When all this kind of detritus is cleared away, ID theory is exposed as
little more than a bald assertion systematically propped up by non-facts
and bad reasoning (because, given its nature and the currently available
data, little good reasoning is available for it). Remember the old
argument for the existence of God to the effect that, while each of the
arguments for His existence might be individually invalid, if you
gathered them all together, they made a pretty good case? Is this kind
of argument any good? No: just as zero times a million is still zero; a
dozen or two of bad arguments doesn't prove the conclusion. Reason
doesn't work that way; there is no support from *essentially* unsound
arguments for their conclusion, no matter how many of them you gather
together. ID theory "support" appears to be a slight variation on this
idea, in that it gathers together a whole slew of really bad arguments
(while ignoring or denying their obvious flaws) and then pretends to
have proved design (or shown it to be the best theory).
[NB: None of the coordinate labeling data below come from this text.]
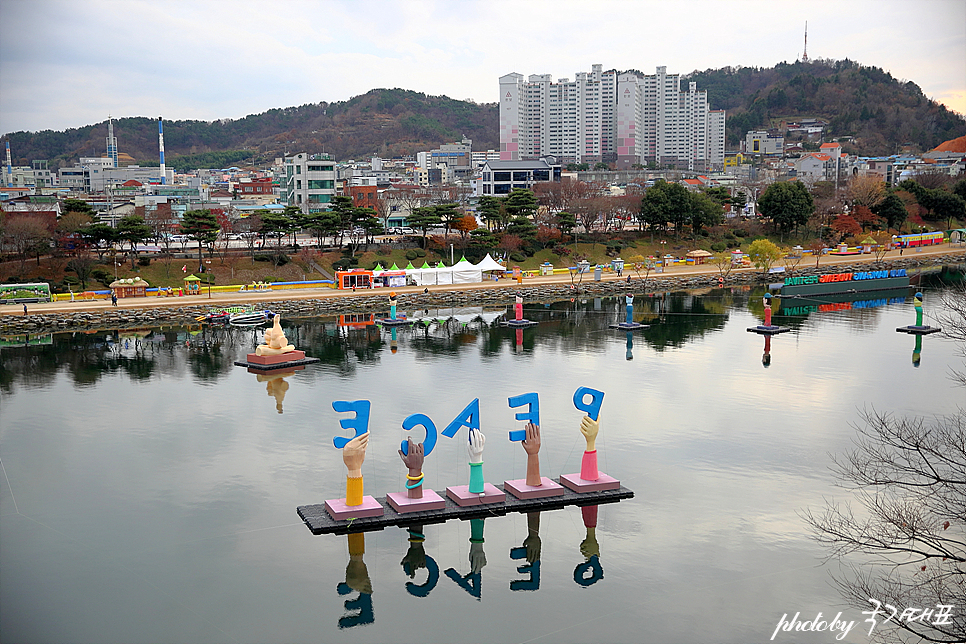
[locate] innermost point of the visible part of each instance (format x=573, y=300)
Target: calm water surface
x=149, y=486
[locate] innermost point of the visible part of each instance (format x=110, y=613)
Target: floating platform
x=273, y=363
x=319, y=521
x=389, y=322
x=633, y=326
x=518, y=324
x=761, y=329
x=912, y=329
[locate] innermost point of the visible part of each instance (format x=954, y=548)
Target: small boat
x=250, y=318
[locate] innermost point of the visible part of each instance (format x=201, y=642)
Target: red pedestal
x=401, y=503
x=461, y=495
x=577, y=484
x=521, y=490
x=339, y=511
x=291, y=356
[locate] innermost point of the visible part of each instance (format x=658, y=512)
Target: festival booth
x=388, y=278
x=355, y=278
x=192, y=285
x=131, y=287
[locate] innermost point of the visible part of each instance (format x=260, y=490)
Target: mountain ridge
x=856, y=100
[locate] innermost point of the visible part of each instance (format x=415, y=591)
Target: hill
x=864, y=102
x=384, y=122
x=867, y=103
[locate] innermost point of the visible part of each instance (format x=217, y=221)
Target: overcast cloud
x=70, y=63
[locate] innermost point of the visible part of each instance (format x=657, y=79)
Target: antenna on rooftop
x=111, y=142
x=805, y=51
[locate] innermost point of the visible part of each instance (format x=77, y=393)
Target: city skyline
x=67, y=64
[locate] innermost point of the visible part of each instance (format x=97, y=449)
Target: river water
x=149, y=486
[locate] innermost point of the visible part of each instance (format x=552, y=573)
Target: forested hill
x=864, y=102
x=382, y=122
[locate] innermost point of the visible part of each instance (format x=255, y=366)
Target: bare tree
x=909, y=478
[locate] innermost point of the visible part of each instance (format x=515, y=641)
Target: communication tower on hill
x=805, y=51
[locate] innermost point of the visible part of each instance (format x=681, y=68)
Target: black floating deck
x=912, y=329
x=518, y=324
x=276, y=367
x=633, y=326
x=319, y=521
x=389, y=322
x=761, y=329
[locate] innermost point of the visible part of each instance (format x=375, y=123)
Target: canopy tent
x=490, y=264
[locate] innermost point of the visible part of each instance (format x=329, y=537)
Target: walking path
x=246, y=297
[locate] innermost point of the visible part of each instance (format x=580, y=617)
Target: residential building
x=502, y=177
x=309, y=181
x=572, y=120
x=764, y=142
x=659, y=123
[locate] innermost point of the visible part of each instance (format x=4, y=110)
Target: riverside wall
x=14, y=323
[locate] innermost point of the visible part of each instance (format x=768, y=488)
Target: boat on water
x=237, y=315
x=250, y=318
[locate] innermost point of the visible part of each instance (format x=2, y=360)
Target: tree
x=787, y=204
x=82, y=265
x=100, y=236
x=908, y=476
x=492, y=210
x=704, y=212
x=464, y=226
x=763, y=253
x=520, y=203
x=846, y=226
x=134, y=231
x=424, y=219
x=866, y=190
x=201, y=226
x=892, y=210
x=27, y=234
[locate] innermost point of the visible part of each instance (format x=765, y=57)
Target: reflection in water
x=357, y=579
x=472, y=582
x=275, y=384
x=590, y=549
x=417, y=559
x=530, y=550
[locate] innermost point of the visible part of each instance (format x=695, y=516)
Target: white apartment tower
x=657, y=122
x=571, y=120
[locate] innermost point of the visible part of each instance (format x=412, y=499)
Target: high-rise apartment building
x=570, y=120
x=601, y=116
x=660, y=123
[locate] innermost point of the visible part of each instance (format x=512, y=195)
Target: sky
x=71, y=63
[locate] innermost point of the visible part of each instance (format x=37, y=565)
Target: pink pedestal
x=462, y=496
x=521, y=490
x=291, y=356
x=577, y=484
x=339, y=511
x=402, y=503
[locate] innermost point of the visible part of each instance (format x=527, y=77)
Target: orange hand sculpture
x=353, y=454
x=532, y=446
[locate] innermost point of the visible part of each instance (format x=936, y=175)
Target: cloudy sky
x=69, y=63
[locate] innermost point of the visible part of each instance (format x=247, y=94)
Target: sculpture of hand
x=477, y=557
x=413, y=459
x=475, y=446
x=532, y=446
x=354, y=453
x=589, y=428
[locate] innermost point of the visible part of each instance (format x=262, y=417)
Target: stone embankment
x=15, y=324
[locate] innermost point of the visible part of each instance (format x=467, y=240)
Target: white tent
x=466, y=273
x=489, y=264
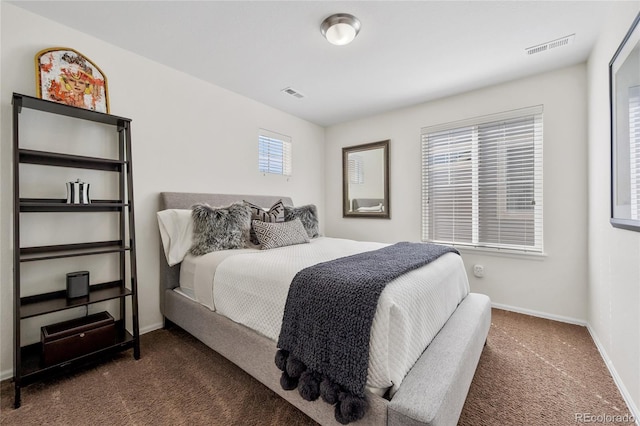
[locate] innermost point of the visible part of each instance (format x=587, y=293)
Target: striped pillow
x=274, y=214
x=273, y=235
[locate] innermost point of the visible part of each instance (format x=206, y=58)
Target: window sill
x=501, y=252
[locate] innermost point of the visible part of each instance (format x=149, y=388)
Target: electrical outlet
x=478, y=271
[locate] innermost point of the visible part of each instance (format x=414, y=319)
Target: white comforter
x=250, y=287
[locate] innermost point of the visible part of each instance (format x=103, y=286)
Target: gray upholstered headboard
x=170, y=275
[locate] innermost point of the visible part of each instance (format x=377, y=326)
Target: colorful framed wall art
x=66, y=76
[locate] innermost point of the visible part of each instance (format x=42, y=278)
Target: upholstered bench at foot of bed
x=435, y=389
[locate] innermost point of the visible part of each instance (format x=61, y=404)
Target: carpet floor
x=532, y=372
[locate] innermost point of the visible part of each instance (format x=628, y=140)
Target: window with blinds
x=634, y=147
x=356, y=169
x=482, y=182
x=274, y=153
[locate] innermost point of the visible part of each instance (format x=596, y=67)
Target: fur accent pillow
x=274, y=214
x=308, y=215
x=272, y=235
x=219, y=228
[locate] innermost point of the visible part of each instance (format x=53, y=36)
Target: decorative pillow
x=176, y=231
x=308, y=215
x=220, y=228
x=272, y=235
x=274, y=214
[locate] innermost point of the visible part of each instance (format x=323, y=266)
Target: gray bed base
x=432, y=393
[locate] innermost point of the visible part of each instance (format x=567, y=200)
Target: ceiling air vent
x=564, y=41
x=293, y=92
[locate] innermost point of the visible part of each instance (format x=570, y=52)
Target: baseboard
x=151, y=327
x=616, y=378
x=539, y=314
x=8, y=374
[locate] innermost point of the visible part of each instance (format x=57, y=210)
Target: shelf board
x=31, y=205
x=32, y=370
x=30, y=254
x=29, y=156
x=38, y=104
x=45, y=303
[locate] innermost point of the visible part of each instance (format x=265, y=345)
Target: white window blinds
x=482, y=182
x=274, y=153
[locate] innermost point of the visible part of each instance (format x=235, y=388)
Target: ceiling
x=407, y=52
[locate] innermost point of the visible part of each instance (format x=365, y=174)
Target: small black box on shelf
x=77, y=284
x=67, y=340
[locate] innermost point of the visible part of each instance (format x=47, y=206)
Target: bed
x=432, y=392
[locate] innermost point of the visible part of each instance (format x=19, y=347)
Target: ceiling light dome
x=340, y=29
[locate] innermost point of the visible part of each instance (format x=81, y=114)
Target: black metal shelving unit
x=28, y=367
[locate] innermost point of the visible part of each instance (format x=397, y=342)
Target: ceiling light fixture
x=340, y=29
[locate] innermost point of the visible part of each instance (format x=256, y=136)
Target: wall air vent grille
x=564, y=41
x=292, y=92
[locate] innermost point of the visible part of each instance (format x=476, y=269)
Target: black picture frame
x=624, y=106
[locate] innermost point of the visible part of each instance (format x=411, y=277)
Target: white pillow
x=176, y=230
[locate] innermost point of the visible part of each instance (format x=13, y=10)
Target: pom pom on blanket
x=329, y=391
x=281, y=359
x=295, y=367
x=309, y=385
x=287, y=382
x=350, y=408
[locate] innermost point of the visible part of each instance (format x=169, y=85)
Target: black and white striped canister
x=78, y=192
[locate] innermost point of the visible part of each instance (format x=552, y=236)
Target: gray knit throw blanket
x=324, y=339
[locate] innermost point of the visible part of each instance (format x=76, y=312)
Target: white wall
x=555, y=285
x=188, y=135
x=614, y=254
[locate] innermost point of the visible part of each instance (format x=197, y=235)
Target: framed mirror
x=365, y=180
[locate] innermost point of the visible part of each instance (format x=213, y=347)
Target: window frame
x=469, y=131
x=282, y=165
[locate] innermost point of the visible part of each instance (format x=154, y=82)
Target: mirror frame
x=386, y=214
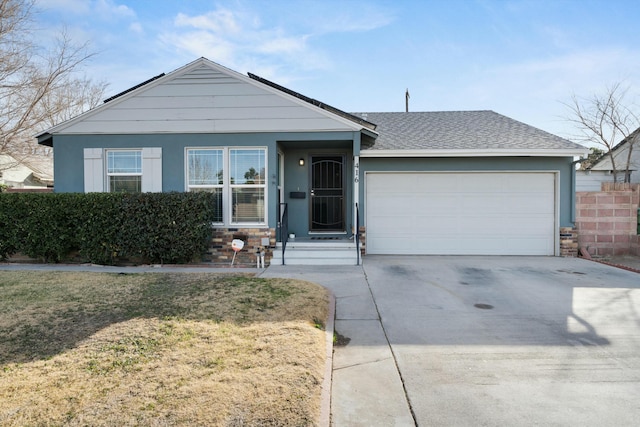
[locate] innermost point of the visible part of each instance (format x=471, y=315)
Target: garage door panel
x=461, y=213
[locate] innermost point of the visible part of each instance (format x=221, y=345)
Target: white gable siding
x=206, y=100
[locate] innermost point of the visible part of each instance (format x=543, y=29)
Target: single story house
x=459, y=182
x=601, y=170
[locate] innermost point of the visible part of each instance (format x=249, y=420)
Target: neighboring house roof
x=620, y=153
x=33, y=171
x=450, y=133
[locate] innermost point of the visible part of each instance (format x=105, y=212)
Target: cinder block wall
x=607, y=220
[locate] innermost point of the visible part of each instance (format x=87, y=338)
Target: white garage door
x=461, y=213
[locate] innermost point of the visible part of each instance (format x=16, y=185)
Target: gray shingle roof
x=459, y=130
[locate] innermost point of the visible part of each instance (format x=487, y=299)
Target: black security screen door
x=327, y=193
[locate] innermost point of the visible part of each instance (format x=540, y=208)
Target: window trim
x=108, y=175
x=227, y=187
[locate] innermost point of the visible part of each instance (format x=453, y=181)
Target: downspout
x=573, y=188
x=356, y=176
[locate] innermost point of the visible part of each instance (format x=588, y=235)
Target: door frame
x=343, y=197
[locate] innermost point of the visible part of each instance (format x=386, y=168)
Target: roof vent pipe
x=406, y=100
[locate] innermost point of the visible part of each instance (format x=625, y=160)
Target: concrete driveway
x=508, y=340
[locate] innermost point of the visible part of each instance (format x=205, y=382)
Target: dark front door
x=327, y=193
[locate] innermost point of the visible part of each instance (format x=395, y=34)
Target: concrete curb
x=623, y=267
x=325, y=403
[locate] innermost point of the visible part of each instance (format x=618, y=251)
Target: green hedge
x=106, y=228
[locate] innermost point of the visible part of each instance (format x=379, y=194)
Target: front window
x=124, y=171
x=206, y=173
x=247, y=184
x=236, y=176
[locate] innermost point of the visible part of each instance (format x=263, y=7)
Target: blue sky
x=522, y=59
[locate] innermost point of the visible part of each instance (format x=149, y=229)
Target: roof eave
x=45, y=138
x=474, y=153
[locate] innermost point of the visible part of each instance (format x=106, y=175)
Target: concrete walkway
x=367, y=389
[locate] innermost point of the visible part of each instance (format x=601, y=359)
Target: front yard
x=159, y=349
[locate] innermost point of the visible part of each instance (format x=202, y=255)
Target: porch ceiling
x=316, y=144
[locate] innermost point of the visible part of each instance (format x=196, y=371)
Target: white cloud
x=136, y=27
x=79, y=7
x=221, y=20
x=109, y=9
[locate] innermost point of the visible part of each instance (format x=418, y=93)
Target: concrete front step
x=316, y=253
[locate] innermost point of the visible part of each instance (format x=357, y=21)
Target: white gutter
x=486, y=152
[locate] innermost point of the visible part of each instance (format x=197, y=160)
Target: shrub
x=106, y=227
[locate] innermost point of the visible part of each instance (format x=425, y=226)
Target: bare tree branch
x=606, y=119
x=39, y=86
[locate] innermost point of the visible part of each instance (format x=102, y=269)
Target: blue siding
x=69, y=162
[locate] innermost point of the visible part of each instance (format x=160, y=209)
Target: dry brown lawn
x=159, y=349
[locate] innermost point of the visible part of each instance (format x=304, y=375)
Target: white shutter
x=93, y=170
x=152, y=170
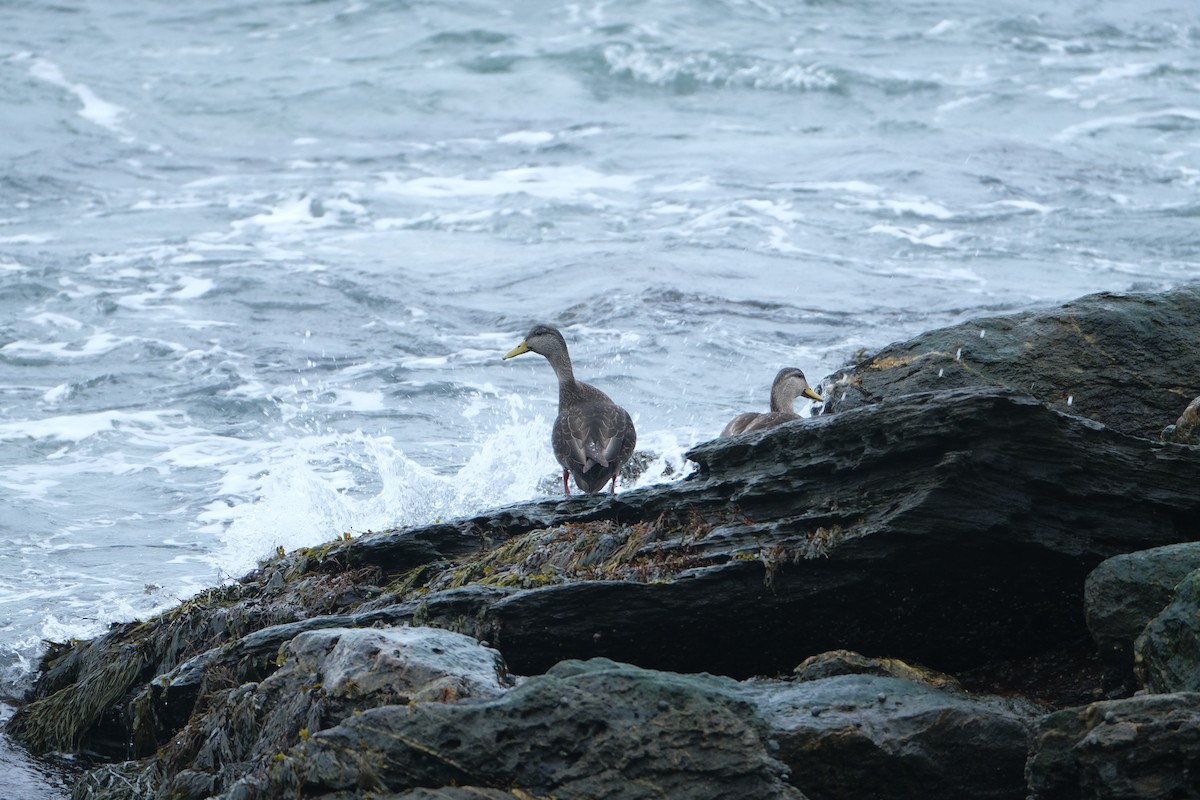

But, since probably *none* of the arguments have any real probative
value at all for the desired conclusion, the whole pyramid of
argumentation amounts to a stupendous intellectual special effect that is
really poorly done but which is nevertheless enough to impress many of
the yokels. The "yokels" they seem to seek to appeal to are the same
the people who think David Copperfield does *real* magic rather than
stage illusions.
Why? Because, in Bertvan's phraseology, it's *apparent* (to them) that
Behe, Johnson, et al, are right. Reason need not apply.